Excerpted from the article; "ABSURDITIES OF DOUGLASISM. Speech Of Mr. Trumbull* Of Ill., In the Senate on June 9, on the Bill to Annex Kansas to Nebraska."
"...What more has the party calling itself the law and order party done? They went into Lawrence and required the citizens there , within a certain time, to deliver up their arms, and it was done. Was that by virtue of an indictment for carrying arms? Were the muskets of the freemen of this country indicted as nuisances? I have not heard that they were I read in the highest law of the land that the right to bear and keep arms shall not be infringed. There is no pretense of any law for this outrage. No law exists or can exist in these United States which will authorize a Sheriff--admitting now that he is the valid Sheriff--or a Marshal, to go to a town and demand from its citizens their arms. I should like to know from my colleague whether he justifies this in the name of law and order? Many citizens have been shot down in Kansas; others have been set afloat on the river; others have been tarred and feathered, and all sorts of indignicies have been heaped upon the people in that Territory. These things cannot be unknown to my colleague. Can it be that it gives him pleasure to see them enacted, or to see printing presses destroyed, and hotels burned down in the name of law and order?

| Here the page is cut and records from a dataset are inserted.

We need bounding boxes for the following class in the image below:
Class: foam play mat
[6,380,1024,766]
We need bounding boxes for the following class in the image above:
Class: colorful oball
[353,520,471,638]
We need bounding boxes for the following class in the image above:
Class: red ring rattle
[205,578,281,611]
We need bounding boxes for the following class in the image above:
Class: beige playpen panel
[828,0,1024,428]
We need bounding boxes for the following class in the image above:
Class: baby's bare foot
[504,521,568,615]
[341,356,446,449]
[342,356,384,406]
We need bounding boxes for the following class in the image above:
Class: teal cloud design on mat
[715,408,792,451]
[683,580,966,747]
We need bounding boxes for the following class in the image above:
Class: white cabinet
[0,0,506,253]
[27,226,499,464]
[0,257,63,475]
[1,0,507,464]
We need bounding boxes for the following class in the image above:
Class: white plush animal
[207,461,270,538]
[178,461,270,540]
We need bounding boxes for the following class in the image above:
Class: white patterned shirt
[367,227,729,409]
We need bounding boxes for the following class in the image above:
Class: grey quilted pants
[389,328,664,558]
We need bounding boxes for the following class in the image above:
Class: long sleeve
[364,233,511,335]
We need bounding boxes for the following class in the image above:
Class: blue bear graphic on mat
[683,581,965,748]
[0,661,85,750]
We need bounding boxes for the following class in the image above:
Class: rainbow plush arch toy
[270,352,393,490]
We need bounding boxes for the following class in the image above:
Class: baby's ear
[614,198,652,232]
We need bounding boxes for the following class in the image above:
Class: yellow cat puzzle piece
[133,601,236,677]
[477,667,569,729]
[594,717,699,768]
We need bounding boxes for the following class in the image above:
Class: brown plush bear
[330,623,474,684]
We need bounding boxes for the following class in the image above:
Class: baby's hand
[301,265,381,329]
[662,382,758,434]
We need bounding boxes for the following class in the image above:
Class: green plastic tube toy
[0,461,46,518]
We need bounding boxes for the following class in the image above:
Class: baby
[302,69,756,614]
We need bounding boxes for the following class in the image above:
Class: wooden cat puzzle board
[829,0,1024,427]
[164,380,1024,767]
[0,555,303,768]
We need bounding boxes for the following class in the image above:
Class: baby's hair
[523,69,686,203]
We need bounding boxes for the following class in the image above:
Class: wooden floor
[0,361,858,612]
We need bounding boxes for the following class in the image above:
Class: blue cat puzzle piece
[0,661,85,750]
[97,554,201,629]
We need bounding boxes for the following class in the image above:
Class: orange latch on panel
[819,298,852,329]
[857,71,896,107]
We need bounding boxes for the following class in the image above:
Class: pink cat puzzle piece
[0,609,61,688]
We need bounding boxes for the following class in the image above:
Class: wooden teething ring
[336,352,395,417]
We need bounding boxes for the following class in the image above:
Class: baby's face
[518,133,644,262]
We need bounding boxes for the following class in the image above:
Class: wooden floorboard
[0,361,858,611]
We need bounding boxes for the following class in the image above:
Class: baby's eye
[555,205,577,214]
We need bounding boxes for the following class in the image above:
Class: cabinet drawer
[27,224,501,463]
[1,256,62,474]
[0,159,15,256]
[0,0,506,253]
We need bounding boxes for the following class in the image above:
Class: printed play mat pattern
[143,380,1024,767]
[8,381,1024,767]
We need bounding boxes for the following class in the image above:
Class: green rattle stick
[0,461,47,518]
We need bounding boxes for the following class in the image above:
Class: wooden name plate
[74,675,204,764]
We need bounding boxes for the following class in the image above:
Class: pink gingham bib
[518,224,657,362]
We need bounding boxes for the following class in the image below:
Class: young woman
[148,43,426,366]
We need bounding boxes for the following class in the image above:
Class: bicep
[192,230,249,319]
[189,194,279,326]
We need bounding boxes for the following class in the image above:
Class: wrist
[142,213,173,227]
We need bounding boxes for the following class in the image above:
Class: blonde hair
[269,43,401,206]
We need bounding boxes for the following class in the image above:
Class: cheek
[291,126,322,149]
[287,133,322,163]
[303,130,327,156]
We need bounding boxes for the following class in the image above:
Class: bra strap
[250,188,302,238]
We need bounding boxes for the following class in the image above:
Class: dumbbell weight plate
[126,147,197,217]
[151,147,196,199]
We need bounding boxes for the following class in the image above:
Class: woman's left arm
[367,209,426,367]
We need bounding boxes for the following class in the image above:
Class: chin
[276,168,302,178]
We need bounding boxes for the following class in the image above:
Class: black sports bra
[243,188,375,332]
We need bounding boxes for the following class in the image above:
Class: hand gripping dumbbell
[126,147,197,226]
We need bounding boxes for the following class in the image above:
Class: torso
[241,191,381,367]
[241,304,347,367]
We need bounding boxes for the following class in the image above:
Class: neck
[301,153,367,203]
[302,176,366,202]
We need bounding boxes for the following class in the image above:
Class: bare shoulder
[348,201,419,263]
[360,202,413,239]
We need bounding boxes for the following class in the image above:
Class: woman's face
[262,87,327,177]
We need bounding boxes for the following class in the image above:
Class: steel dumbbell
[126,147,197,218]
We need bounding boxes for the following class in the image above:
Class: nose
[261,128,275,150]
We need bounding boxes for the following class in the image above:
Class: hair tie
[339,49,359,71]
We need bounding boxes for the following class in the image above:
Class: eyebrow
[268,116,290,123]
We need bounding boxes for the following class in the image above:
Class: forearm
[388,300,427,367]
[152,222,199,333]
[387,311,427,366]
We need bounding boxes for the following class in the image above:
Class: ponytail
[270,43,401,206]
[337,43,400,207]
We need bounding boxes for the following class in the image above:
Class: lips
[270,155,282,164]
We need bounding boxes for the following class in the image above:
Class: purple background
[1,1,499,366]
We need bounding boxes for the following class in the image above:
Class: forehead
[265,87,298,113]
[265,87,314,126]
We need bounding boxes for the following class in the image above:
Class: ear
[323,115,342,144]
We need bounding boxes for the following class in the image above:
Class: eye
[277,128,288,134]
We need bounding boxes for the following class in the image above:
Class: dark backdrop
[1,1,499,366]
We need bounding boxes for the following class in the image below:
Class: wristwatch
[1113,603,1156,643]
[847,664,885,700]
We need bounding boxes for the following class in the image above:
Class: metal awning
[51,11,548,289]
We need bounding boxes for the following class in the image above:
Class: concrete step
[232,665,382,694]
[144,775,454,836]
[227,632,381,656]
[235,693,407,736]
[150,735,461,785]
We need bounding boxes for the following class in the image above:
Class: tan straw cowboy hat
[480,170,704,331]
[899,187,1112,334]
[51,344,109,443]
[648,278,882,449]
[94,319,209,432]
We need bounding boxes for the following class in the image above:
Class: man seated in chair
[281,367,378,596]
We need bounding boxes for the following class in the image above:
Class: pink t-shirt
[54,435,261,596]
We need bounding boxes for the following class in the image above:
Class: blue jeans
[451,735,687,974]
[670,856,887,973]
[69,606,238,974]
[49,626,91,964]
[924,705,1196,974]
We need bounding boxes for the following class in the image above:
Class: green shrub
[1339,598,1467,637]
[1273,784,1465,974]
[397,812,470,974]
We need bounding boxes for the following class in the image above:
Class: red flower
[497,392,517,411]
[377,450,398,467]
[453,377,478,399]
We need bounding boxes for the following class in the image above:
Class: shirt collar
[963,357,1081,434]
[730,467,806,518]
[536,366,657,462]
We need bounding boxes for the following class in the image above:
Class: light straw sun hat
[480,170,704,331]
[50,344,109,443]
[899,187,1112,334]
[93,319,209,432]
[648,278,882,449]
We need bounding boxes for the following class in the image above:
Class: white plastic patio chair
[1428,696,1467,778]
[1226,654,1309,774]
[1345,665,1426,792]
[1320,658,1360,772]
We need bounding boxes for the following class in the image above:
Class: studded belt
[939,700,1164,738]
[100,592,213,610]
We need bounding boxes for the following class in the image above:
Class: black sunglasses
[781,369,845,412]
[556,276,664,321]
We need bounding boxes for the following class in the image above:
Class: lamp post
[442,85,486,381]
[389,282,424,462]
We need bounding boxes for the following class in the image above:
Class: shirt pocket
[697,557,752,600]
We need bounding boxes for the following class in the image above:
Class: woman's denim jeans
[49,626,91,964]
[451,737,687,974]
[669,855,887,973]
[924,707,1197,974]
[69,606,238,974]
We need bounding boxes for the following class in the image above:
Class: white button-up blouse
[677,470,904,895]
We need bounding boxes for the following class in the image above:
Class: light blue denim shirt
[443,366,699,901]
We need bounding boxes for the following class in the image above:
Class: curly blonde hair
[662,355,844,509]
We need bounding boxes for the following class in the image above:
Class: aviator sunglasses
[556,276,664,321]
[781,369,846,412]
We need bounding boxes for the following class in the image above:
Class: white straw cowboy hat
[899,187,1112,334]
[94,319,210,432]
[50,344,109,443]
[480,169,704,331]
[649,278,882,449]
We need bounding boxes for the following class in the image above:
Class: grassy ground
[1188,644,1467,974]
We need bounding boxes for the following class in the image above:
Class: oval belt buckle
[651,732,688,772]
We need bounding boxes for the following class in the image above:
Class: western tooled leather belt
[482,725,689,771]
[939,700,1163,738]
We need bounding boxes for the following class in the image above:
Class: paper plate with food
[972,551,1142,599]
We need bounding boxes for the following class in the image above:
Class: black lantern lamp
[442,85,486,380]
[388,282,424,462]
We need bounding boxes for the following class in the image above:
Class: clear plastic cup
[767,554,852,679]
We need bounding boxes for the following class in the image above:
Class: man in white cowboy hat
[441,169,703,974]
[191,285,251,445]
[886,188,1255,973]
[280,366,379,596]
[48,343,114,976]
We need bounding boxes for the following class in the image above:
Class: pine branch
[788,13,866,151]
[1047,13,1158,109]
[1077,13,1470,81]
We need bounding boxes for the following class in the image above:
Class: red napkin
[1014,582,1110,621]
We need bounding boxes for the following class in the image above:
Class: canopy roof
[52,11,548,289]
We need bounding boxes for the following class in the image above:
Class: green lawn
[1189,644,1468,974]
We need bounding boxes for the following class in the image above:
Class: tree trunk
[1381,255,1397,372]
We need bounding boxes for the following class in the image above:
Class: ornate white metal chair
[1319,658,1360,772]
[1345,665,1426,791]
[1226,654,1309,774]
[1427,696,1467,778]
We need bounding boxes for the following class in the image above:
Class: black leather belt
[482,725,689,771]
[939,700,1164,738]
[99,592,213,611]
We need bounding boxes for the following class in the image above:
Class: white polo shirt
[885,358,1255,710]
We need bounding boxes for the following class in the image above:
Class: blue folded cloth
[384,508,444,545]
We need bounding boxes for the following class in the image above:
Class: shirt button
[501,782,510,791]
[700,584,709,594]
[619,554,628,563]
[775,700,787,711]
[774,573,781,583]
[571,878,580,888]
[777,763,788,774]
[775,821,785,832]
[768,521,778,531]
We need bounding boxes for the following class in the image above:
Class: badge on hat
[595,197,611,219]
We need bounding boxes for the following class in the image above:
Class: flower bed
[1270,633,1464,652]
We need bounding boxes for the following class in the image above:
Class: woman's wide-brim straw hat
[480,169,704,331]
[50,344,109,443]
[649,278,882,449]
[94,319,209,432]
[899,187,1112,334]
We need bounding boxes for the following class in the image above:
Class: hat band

Why, Sir, it is under the color of law that outrages are nearly always perpetrated. It is in the sacred name of Liberty that the rights of men have ever been trampled under foot. Oppressors call themselves the Law and Order party; they seek for a color of law for all their illegal acts, and all their outrages; but so far from sanctifying the illegal deeds, it adds to their infamy. It is calculated to bring all law into disrepute, when the officer pretending to be clothed with its authority make it a cover for their illegal acts...."

[New-York Daily Tribune, New-York, Saturday, June 14, 1856. Vol. XVI......No. 4,729. Pgs. 9 & 10]
* - TRUMBULL, Lyman, a Senator from Illinois; born in Colchester, Conn., October 12, 1813; attended Bacon Academy; taught school in Connecticut 1829-1833; studied law; admitted to the bar and commenced practice in Greenville, Ga.; moved to Belleville, Ill., 1837; member, State house of representatives 1840-1841; secretary of State of Illinois in 1841 and 1843; justice of the supreme court of Illinois 1848-1853; elected to the Thirty-fourth Congress in 1854, but before the beginning of the Congress was elected to the United States Senate; reelected in 1861 and again in 1867, and served from March 4, 1855, to March 3, 1873; was at various times a Democrat, then Republican, then Liberal Republican, then Democrat; chairman, Committee on the Judiciary (Thirty-seventh through Forty-second Congresses); resumed the practice of law in Chicago, Ill.; unsuccessful candidate for Governor of Illinois in 1880; died in Chicago, Ill., June 25, 1896; interment in Oakwoods Cemetery.